Curieux mélange, samedi en début de soirée, dans la HF6. Des grappes d'ados, d'un côté (des filles surtout), squattant depuis le début de l'après-midi les premiers rangs de la grande halle en vue du spectacle que l'excentrique diva hip hop Nicki Minaj devait offrir en fin de soirée. Un public plus tout jeune, d'autre part, venu s'offrir là une tranche de “classic rock”, made in England dans un premier temps (l'Américain Iggy Pop suivrait plus tard). Il ne fut pas déçu. The Charlatans (fleuron de la Madchester) et ensuite Paul Weller (modfather chéri des Anglais, parrain de la britpop) ont assuré le show, offrant de belles salves électriques et vocales, chacun dans leur genre. Jolis flux d'orgues psychés par ici, solides solos de guitares (et double batterie) par là. Coupe de cheveux bizarroïde pour le “Charlatan” Tim Burgess (façon Andy Warhol ou Agnès Varda, mais couvrant les yeux et le nez), style plus class(iqu)e pour Paul Weller. L'un (48 ans) et l'autre (57 ans) ont interprété quelques titres de leur dernier album respectif, mais surtout puisé dans leur répertoire des années 90. Paul Weller est même remonté jusqu'aux années 80, offrant un titre de chacun de ses ex-groupes The Jam et The Style Council.

Un public plus éclectique et familial était aussi présent ce samedi, sans doute attiré par le très populaire Charlie Winston. L'Anglais se produisait dans la plaine à la plus belle heure (20h, soleil rasant, petite brise, public nombreux et encore frais). Même légèrement handicapé par un mal de gorge, le chanteur au sourire ravageur n'a eu aucune peine à rallier le public à sa cause, avec ses sifflements mélodieux (“Lately”), ses mélodies bien torchées, des arrangements plutôt percutants, quelques poignées de mains dans le public et son imparable “Like a hobo”, joliment amené et revisité.
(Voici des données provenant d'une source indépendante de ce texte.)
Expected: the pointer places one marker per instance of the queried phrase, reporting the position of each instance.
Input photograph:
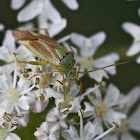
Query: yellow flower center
(11, 94)
(101, 109)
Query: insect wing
(39, 44)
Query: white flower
(6, 54)
(72, 4)
(12, 97)
(48, 131)
(104, 109)
(21, 121)
(88, 47)
(55, 116)
(134, 31)
(88, 133)
(36, 105)
(16, 4)
(2, 111)
(130, 123)
(5, 133)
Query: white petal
(138, 60)
(16, 4)
(89, 110)
(75, 106)
(54, 29)
(78, 39)
(1, 26)
(51, 13)
(132, 97)
(127, 136)
(30, 11)
(113, 116)
(51, 93)
(97, 40)
(91, 130)
(111, 137)
(112, 95)
(70, 134)
(134, 120)
(134, 49)
(12, 136)
(132, 29)
(2, 111)
(23, 103)
(9, 41)
(9, 108)
(36, 106)
(72, 4)
(98, 75)
(6, 69)
(24, 120)
(107, 60)
(5, 54)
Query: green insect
(51, 52)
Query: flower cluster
(24, 88)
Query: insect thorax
(66, 60)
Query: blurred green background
(91, 17)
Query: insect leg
(46, 31)
(34, 62)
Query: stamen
(17, 109)
(114, 125)
(12, 129)
(28, 90)
(15, 73)
(91, 90)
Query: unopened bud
(6, 117)
(115, 124)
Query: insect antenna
(104, 67)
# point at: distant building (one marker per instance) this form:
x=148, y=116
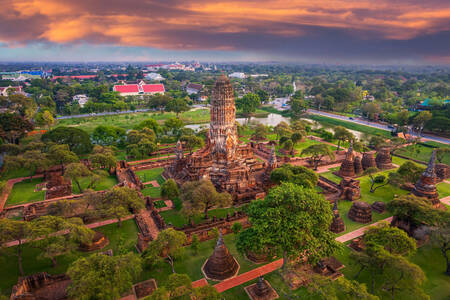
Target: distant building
x=193, y=88
x=154, y=76
x=4, y=91
x=139, y=89
x=82, y=99
x=237, y=75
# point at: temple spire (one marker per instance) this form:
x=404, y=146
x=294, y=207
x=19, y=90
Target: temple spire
x=430, y=171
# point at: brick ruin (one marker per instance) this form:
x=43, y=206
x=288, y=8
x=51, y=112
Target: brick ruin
x=41, y=286
x=350, y=189
x=384, y=159
x=360, y=212
x=426, y=186
x=230, y=165
x=221, y=264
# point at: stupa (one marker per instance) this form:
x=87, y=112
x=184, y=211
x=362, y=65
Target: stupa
x=426, y=186
x=347, y=167
x=221, y=264
x=358, y=165
x=368, y=160
x=230, y=165
x=384, y=159
x=261, y=290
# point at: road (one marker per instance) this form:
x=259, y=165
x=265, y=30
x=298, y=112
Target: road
x=375, y=125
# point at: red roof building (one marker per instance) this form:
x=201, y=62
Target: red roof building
x=139, y=89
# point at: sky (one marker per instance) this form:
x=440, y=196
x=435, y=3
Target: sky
x=303, y=31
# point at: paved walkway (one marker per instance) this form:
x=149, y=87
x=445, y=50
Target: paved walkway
x=11, y=182
x=91, y=226
x=445, y=200
x=154, y=183
x=359, y=232
x=250, y=275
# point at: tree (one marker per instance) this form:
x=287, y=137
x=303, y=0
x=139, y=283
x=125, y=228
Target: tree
x=298, y=108
x=108, y=135
x=378, y=179
x=342, y=135
x=321, y=287
x=101, y=276
x=76, y=172
x=77, y=139
x=173, y=125
x=282, y=129
x=261, y=132
x=318, y=152
x=248, y=104
x=53, y=245
x=393, y=239
x=61, y=154
x=169, y=189
x=150, y=124
x=191, y=142
x=169, y=244
x=295, y=221
x=440, y=237
x=200, y=196
x=14, y=230
x=299, y=175
x=119, y=201
x=177, y=105
x=421, y=119
x=13, y=127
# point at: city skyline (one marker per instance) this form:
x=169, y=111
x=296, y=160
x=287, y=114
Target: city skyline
x=338, y=32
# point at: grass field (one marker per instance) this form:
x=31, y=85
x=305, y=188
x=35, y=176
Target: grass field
x=121, y=239
x=128, y=121
x=420, y=152
x=429, y=260
x=353, y=126
x=105, y=183
x=23, y=192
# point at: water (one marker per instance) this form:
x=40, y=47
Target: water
x=273, y=120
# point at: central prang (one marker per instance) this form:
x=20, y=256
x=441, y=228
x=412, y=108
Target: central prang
x=223, y=139
x=231, y=166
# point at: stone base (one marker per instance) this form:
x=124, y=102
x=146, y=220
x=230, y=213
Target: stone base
x=144, y=288
x=251, y=292
x=218, y=279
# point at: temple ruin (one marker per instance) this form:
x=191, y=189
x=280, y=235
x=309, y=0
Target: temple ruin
x=426, y=186
x=221, y=264
x=230, y=165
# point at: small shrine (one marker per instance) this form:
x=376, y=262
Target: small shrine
x=261, y=290
x=347, y=167
x=426, y=186
x=384, y=159
x=221, y=264
x=368, y=160
x=360, y=212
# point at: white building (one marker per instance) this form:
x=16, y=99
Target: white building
x=237, y=75
x=154, y=76
x=82, y=99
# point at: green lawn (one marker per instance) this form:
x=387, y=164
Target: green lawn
x=105, y=183
x=384, y=194
x=177, y=219
x=191, y=262
x=151, y=174
x=23, y=192
x=443, y=189
x=353, y=126
x=429, y=259
x=420, y=152
x=122, y=240
x=128, y=121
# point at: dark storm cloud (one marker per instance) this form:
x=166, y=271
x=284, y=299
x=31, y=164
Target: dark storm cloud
x=321, y=30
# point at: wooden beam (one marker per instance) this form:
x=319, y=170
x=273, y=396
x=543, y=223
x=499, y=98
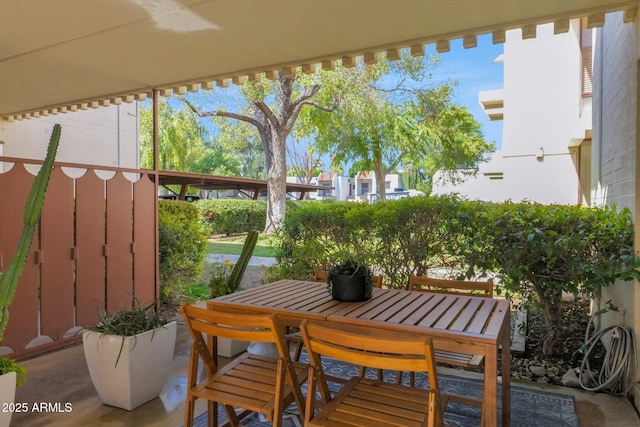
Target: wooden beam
x=561, y=26
x=499, y=36
x=393, y=54
x=470, y=41
x=529, y=31
x=417, y=50
x=443, y=46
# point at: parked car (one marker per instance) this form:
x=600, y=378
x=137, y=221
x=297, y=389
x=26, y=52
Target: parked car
x=188, y=197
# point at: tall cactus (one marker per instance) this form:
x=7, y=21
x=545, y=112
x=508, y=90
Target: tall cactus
x=32, y=208
x=238, y=270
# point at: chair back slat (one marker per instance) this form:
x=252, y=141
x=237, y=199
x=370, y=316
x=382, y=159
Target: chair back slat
x=260, y=383
x=363, y=401
x=370, y=347
x=461, y=287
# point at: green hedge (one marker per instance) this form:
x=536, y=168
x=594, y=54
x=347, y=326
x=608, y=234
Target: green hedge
x=535, y=250
x=411, y=235
x=182, y=247
x=227, y=216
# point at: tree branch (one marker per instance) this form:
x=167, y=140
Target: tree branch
x=266, y=111
x=218, y=113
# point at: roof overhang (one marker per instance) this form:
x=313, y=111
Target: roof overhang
x=61, y=55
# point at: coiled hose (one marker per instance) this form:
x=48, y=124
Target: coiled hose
x=617, y=375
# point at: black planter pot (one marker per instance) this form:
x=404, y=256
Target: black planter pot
x=345, y=287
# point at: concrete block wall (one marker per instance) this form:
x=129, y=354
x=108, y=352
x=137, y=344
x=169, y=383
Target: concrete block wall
x=105, y=136
x=615, y=145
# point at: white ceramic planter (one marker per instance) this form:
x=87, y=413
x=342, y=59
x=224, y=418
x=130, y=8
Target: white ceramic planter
x=7, y=397
x=141, y=371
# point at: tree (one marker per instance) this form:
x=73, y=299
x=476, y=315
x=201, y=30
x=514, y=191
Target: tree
x=305, y=162
x=272, y=108
x=182, y=144
x=391, y=114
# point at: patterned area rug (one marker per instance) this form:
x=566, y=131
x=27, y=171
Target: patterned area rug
x=529, y=407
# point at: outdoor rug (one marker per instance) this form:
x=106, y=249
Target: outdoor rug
x=529, y=407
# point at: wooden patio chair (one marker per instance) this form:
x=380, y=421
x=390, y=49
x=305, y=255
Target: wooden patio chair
x=321, y=275
x=364, y=401
x=251, y=382
x=462, y=287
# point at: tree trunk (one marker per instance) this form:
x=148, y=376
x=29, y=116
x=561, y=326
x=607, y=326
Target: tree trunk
x=550, y=301
x=378, y=169
x=276, y=182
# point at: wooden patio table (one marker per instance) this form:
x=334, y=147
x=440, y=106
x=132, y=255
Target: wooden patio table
x=465, y=324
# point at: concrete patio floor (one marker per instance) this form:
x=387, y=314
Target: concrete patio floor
x=62, y=377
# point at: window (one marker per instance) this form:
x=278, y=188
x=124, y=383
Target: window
x=364, y=188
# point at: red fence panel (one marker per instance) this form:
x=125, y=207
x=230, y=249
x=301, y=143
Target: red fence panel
x=144, y=239
x=119, y=240
x=89, y=252
x=57, y=281
x=23, y=313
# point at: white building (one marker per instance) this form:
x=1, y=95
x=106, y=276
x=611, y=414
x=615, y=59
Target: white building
x=105, y=136
x=365, y=185
x=342, y=186
x=546, y=108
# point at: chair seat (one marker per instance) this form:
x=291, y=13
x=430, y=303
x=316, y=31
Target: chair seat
x=249, y=381
x=363, y=401
x=459, y=359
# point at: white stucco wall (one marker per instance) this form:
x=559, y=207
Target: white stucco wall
x=106, y=136
x=615, y=143
x=543, y=109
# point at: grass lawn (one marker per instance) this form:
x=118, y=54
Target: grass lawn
x=233, y=246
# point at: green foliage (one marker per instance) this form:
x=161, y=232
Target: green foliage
x=395, y=113
x=32, y=209
x=397, y=238
x=219, y=279
x=182, y=248
x=226, y=216
x=9, y=365
x=536, y=250
x=130, y=322
x=182, y=144
x=555, y=249
x=349, y=265
x=238, y=270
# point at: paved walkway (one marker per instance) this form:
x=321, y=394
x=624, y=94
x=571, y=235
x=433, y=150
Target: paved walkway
x=256, y=261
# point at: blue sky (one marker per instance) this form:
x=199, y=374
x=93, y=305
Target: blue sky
x=475, y=71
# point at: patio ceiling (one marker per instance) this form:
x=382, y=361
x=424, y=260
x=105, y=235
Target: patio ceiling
x=61, y=55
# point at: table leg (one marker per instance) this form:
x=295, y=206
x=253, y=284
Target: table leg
x=506, y=372
x=490, y=393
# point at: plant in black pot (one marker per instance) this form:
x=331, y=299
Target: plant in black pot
x=350, y=280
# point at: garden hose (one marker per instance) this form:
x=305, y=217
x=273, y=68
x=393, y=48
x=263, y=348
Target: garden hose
x=617, y=375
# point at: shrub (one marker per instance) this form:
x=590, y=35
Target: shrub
x=555, y=249
x=227, y=216
x=182, y=248
x=540, y=249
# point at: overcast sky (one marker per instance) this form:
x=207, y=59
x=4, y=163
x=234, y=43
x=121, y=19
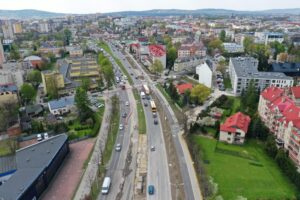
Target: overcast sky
x=93, y=6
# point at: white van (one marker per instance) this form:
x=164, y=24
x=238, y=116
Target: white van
x=106, y=185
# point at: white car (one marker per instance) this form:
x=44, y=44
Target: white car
x=118, y=147
x=39, y=137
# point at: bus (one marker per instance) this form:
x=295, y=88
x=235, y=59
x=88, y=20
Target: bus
x=153, y=106
x=106, y=185
x=146, y=89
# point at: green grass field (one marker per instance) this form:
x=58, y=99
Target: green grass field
x=238, y=176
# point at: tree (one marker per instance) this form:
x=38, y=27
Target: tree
x=157, y=67
x=83, y=104
x=34, y=77
x=14, y=52
x=222, y=36
x=199, y=93
x=27, y=92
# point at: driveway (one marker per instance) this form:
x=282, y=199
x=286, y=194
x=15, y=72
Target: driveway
x=68, y=177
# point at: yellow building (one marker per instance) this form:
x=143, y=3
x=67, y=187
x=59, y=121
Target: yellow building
x=8, y=94
x=17, y=27
x=52, y=79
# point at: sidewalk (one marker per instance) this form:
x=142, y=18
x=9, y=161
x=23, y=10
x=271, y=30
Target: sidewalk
x=91, y=170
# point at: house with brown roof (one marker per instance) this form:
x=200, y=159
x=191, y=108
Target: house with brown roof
x=235, y=128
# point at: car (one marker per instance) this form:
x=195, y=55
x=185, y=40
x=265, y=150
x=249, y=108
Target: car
x=118, y=147
x=39, y=137
x=100, y=105
x=154, y=115
x=152, y=148
x=151, y=189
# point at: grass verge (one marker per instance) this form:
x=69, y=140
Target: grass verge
x=243, y=171
x=106, y=154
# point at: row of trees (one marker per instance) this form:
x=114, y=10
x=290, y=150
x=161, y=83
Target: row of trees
x=197, y=95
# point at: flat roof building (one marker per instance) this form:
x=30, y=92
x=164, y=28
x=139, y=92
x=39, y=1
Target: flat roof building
x=244, y=69
x=36, y=166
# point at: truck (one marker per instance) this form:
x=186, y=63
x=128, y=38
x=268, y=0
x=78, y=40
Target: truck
x=146, y=89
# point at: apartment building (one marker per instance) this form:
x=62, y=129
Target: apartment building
x=233, y=48
x=158, y=52
x=52, y=79
x=205, y=74
x=187, y=63
x=8, y=94
x=193, y=49
x=17, y=28
x=279, y=110
x=244, y=69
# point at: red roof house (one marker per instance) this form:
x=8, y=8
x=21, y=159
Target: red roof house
x=235, y=128
x=181, y=88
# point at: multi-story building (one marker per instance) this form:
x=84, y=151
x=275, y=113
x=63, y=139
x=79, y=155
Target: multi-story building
x=205, y=74
x=52, y=79
x=244, y=69
x=234, y=129
x=279, y=110
x=187, y=63
x=43, y=27
x=7, y=31
x=17, y=28
x=233, y=48
x=8, y=94
x=158, y=52
x=193, y=49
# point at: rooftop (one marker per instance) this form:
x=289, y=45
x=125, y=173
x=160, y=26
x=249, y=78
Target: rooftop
x=31, y=162
x=247, y=67
x=61, y=103
x=236, y=121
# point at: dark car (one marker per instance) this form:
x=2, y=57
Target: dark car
x=151, y=189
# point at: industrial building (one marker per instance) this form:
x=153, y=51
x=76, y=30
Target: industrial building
x=36, y=166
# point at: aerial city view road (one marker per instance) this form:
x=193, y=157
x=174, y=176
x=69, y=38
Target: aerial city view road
x=156, y=100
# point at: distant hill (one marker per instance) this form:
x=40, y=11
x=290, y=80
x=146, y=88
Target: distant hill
x=217, y=12
x=27, y=14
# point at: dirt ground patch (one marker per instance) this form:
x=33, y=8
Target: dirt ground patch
x=68, y=177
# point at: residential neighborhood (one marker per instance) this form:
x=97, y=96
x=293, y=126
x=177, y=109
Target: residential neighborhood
x=126, y=100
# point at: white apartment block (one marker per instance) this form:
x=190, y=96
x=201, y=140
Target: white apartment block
x=244, y=69
x=205, y=74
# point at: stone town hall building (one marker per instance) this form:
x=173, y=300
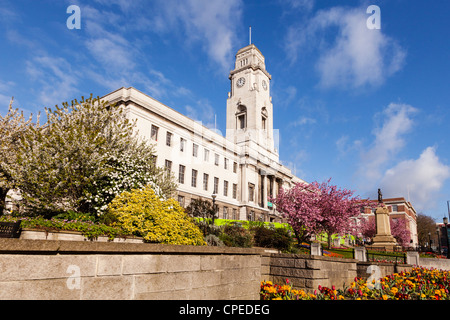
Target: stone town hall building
x=243, y=169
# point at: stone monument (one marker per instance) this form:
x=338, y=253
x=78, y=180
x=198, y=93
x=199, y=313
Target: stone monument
x=383, y=237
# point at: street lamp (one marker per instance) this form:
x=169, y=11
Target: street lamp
x=438, y=234
x=429, y=240
x=446, y=235
x=214, y=196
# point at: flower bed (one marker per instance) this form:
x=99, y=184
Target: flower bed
x=418, y=284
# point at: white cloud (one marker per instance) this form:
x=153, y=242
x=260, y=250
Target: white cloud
x=419, y=179
x=355, y=57
x=303, y=121
x=389, y=139
x=214, y=23
x=57, y=78
x=202, y=111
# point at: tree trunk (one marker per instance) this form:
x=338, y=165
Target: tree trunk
x=329, y=240
x=3, y=192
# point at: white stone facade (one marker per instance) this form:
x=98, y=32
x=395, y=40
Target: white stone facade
x=243, y=168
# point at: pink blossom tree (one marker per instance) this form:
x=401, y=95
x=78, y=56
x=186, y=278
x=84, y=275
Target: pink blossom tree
x=320, y=207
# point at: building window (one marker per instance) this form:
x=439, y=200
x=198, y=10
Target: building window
x=194, y=178
x=181, y=174
x=154, y=133
x=194, y=150
x=181, y=201
x=251, y=192
x=216, y=159
x=241, y=117
x=205, y=181
x=264, y=118
x=225, y=188
x=216, y=185
x=169, y=139
x=168, y=165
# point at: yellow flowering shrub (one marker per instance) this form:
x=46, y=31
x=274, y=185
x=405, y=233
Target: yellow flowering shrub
x=143, y=213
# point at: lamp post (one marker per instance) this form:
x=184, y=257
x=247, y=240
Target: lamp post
x=438, y=234
x=429, y=241
x=214, y=196
x=446, y=235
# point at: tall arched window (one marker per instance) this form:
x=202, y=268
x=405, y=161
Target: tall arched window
x=241, y=117
x=264, y=118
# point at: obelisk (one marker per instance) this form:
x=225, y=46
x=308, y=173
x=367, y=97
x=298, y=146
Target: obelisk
x=383, y=237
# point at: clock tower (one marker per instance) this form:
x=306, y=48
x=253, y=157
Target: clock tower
x=249, y=104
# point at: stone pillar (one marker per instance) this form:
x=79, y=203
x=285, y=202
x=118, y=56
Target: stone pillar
x=360, y=254
x=316, y=249
x=337, y=241
x=383, y=237
x=412, y=257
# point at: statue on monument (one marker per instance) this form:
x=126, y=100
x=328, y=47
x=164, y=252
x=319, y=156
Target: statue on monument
x=383, y=237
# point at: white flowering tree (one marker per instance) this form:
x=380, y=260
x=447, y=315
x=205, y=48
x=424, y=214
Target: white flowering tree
x=84, y=155
x=12, y=127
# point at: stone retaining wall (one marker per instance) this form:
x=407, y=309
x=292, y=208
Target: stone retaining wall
x=41, y=269
x=308, y=272
x=55, y=269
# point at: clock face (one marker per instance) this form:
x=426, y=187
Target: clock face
x=264, y=84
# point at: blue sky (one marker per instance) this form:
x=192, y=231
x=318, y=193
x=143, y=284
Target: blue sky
x=369, y=108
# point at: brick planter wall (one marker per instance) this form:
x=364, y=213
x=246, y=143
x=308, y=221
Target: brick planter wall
x=308, y=272
x=42, y=269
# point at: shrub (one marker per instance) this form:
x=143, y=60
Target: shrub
x=144, y=214
x=279, y=238
x=234, y=235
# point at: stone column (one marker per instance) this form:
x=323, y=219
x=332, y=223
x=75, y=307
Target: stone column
x=412, y=257
x=360, y=254
x=383, y=237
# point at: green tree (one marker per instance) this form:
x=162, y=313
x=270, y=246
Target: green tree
x=75, y=161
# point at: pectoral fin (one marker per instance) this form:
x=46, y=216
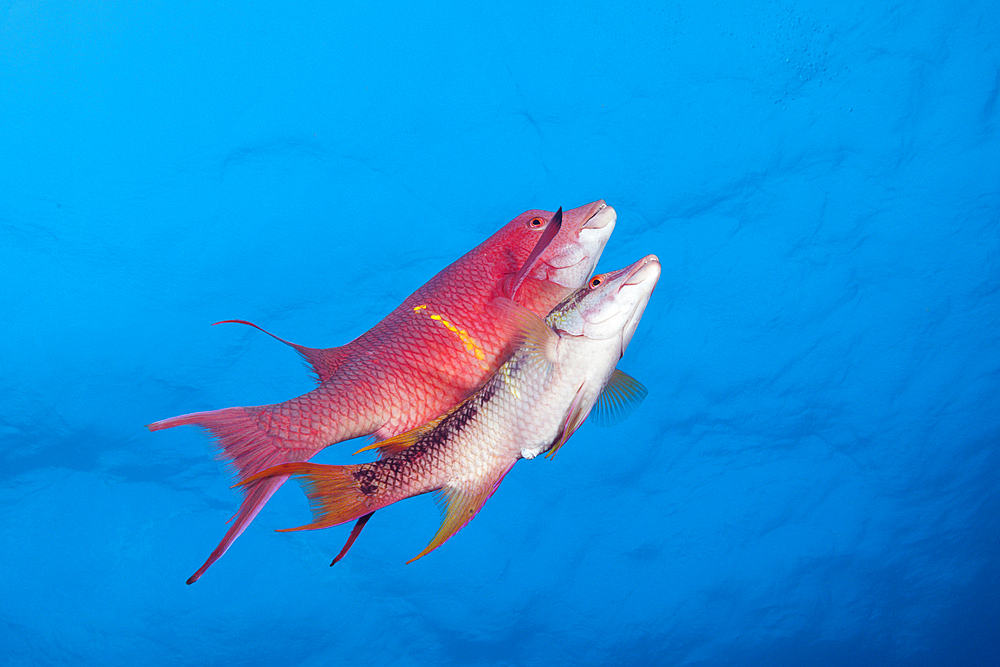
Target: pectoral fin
x=529, y=333
x=574, y=419
x=620, y=397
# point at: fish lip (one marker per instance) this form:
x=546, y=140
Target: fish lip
x=593, y=218
x=640, y=271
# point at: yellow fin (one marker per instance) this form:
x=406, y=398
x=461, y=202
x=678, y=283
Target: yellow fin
x=458, y=507
x=620, y=397
x=398, y=443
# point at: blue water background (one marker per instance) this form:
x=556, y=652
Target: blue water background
x=814, y=478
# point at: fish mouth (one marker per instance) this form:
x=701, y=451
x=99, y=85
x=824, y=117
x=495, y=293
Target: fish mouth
x=598, y=215
x=593, y=224
x=645, y=269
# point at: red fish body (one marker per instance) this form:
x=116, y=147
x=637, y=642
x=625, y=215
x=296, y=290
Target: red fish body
x=426, y=356
x=561, y=370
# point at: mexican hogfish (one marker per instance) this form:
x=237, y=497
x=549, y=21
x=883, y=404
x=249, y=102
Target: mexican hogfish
x=427, y=355
x=561, y=368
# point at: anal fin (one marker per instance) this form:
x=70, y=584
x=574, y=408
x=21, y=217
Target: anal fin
x=459, y=506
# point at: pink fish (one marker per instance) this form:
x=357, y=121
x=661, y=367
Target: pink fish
x=562, y=368
x=425, y=357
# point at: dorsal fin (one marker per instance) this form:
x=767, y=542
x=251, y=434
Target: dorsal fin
x=324, y=361
x=513, y=282
x=620, y=397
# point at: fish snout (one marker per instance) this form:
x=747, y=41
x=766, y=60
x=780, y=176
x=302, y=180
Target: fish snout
x=598, y=215
x=647, y=268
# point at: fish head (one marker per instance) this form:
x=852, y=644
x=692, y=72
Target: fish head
x=561, y=261
x=610, y=305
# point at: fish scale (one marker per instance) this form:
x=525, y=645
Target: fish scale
x=532, y=405
x=427, y=355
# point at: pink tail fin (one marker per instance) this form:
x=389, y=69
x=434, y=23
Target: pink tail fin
x=324, y=361
x=251, y=439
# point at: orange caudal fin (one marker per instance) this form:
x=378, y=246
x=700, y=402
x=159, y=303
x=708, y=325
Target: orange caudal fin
x=324, y=361
x=334, y=493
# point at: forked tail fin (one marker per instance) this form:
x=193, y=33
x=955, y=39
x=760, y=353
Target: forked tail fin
x=251, y=439
x=324, y=361
x=334, y=492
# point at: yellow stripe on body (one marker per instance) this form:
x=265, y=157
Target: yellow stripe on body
x=471, y=346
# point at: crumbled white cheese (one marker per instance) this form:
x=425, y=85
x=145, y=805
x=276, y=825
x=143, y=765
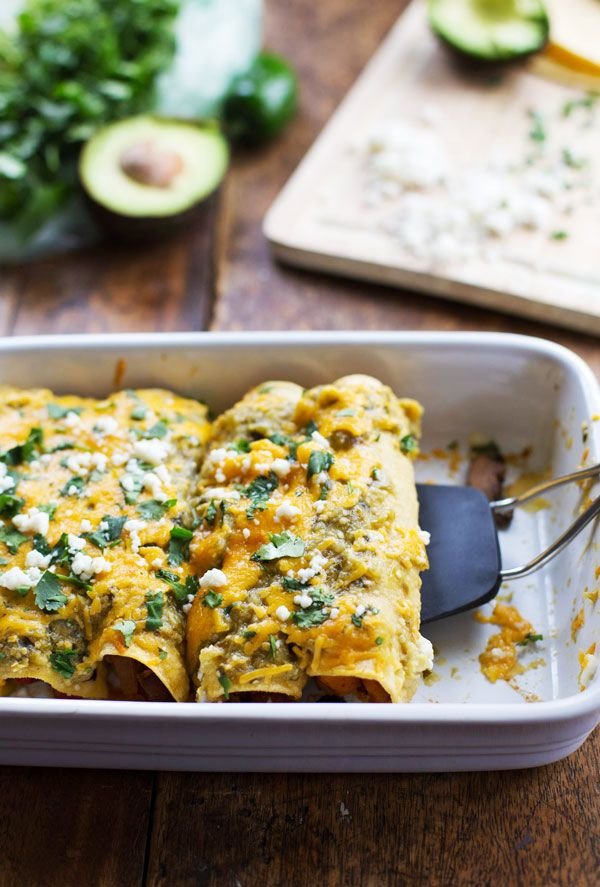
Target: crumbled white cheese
x=286, y=510
x=37, y=559
x=106, y=425
x=154, y=451
x=281, y=467
x=16, y=578
x=34, y=521
x=85, y=566
x=213, y=579
x=153, y=484
x=72, y=419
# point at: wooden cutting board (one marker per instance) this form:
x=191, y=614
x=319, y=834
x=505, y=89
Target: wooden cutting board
x=321, y=219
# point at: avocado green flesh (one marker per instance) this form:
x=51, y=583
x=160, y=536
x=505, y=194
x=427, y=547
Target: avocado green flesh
x=201, y=152
x=495, y=30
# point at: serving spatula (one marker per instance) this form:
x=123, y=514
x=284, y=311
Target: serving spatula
x=464, y=553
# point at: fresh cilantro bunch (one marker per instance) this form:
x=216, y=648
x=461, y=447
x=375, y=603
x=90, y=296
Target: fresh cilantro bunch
x=72, y=66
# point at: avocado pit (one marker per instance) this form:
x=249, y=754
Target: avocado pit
x=150, y=164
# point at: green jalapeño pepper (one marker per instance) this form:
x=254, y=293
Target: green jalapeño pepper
x=261, y=101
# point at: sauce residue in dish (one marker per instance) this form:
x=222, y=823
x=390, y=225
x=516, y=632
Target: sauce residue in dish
x=500, y=659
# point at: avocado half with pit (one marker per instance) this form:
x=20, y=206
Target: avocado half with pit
x=491, y=30
x=146, y=175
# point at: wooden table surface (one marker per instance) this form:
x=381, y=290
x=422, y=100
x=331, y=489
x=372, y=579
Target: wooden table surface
x=75, y=827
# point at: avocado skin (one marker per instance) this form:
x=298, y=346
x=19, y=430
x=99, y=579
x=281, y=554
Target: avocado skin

Auparavant, dans la même plaine, l'excellent (mais moins celèbre) Benjamin Clementine, désormais entouré de trois musiciens, eut plus de mal à capter l'attention du public. Une prestation intense, pourtant, livrée par un chanteur totalement habité par son art, captivant conteur d'histoires et musicien à part (ne fût-ce que par sa manière, pas très académique, de jouer du piano). Mais une prestation peu adaptée aux grandes plaines festivalières et aux publics dissipés. Gageons que l'Anglais aura tout de même pu sentir la ferveur émanant des premiers rangs, où se serraient quelques dizaines de fans qui avaient été bouleversés par ses deux premiers concerts liégeois (aux Ardentes 2014 et au Parc en décembre).

Belle journée aux Ardentes, décidément, qui attendaient encore leurs têtes d'affiche Iggy et Nicki, et les rockeurs survoltés The Hives.